Wish Goldman, Citi, and JPM would have been taught that lesson and been sent to jail. We would still be sorting things out but we would have crushed the usurpers and not thrown self government under the bus to save soul crushing central bankers.

satoshi101's picture

Imagine if your were citi , or squid-gs, or jpm, or chase, and everytime you wet your pants a nanny didn't come running to change your diapers?

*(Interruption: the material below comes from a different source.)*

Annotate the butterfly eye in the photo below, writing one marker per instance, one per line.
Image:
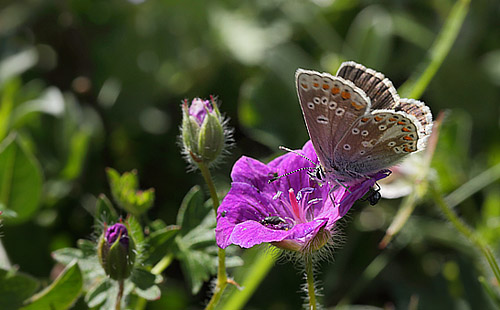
(339, 112)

Imagine, ... well that time has come.

satoshi101's picture

George Soros has called the “eerie resemblances” between the 2008 global financial crisis and the nation’s debt market.

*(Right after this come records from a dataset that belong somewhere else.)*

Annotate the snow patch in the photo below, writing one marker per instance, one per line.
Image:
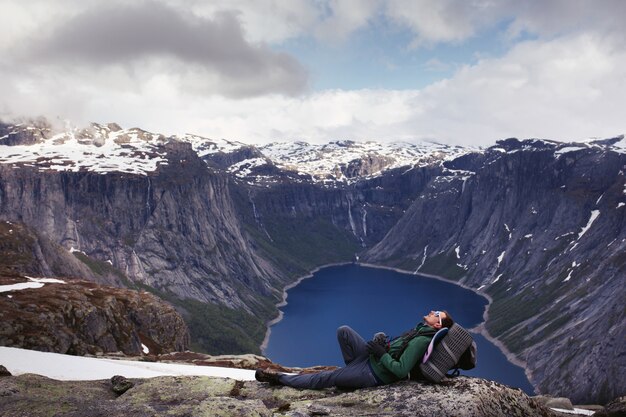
(569, 276)
(592, 218)
(576, 411)
(32, 284)
(568, 149)
(80, 368)
(500, 258)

I like it, if in fact the CHINESE refuse the YELLEN money, on principal then as I have said all along here its a new day in CHINA, and for the world.

So what if a few morons who invested in SQUID garbage lose their principal, so what, for the greater good of humanity, ... its looking good.

When the likes of SOROS ( left wing LIKUD ) are wetting their shorts, you know that there is a richter 10 earthquake cumming down.

Blano's picture

As was pointed out already in another thread, "Credit Equals Gold" should have been the first hint to run like hell.

Super Broccoli's picture

what ???? so you can't just randomly invest in any smug's corporation promessing high yields anymore ? you'll have to waste your time with the fundamentals ??? this is so unfair !

satoshi101's picture

Yep, but these were the same young twats that had embraced the peoples revolution of tinnanemen square aka cia coup china, 1980's and they trusted the whores that brought USA type toxic products to chinese shores, ... and now guess what the rich nerds find out that toxic-assets sold by GS aka american k-mart suited ponzi assholes are as good as trash,... funny indeed, I think in this case unlike the american public that the GOONS selling toxic waste have played their last fucking game in asia, ...

It's game-over for LIKUD/ZIONIST toxic waste to be sold in china, time to return to the USA and sell the shit to morons.

Laughing Stock's picture

China's got it right...the US is run by douchebags and "The Tribe"

Let'em default gawd damn it

Maybe the US can learn something (doubtful)...after all, Chinese civilization is what?, like 5,000+ years old?  Maybe they learned a few things along the way.


youngman's picture

I bet someone in charge is getting alot of calls saying my son or daughter has some of those bonds....and you can't let them default.....that is how it works over there...

RaceToTheBottom's picture

I have no problem with not shielding investors from losses, as long as the CEOs have to commit suicide.

iLiquid's picture

Market is talking about BlackRock seeking a stake in Huarong, the Chinese asset-manager specializing in bad debts.

This could be either the next big disaster or the next big business. Where everyone else sees risk, go look for profits (or die trying),

jonjon831983's picture

Another lesson from China?  No more moral hazard?

shovelhead's picture

Sum Ting Wong.

Wei No Pay.

Ho Lee Fuk.


Wei Wil See.

zipit's picture

They will bail out. The status quo "always" does.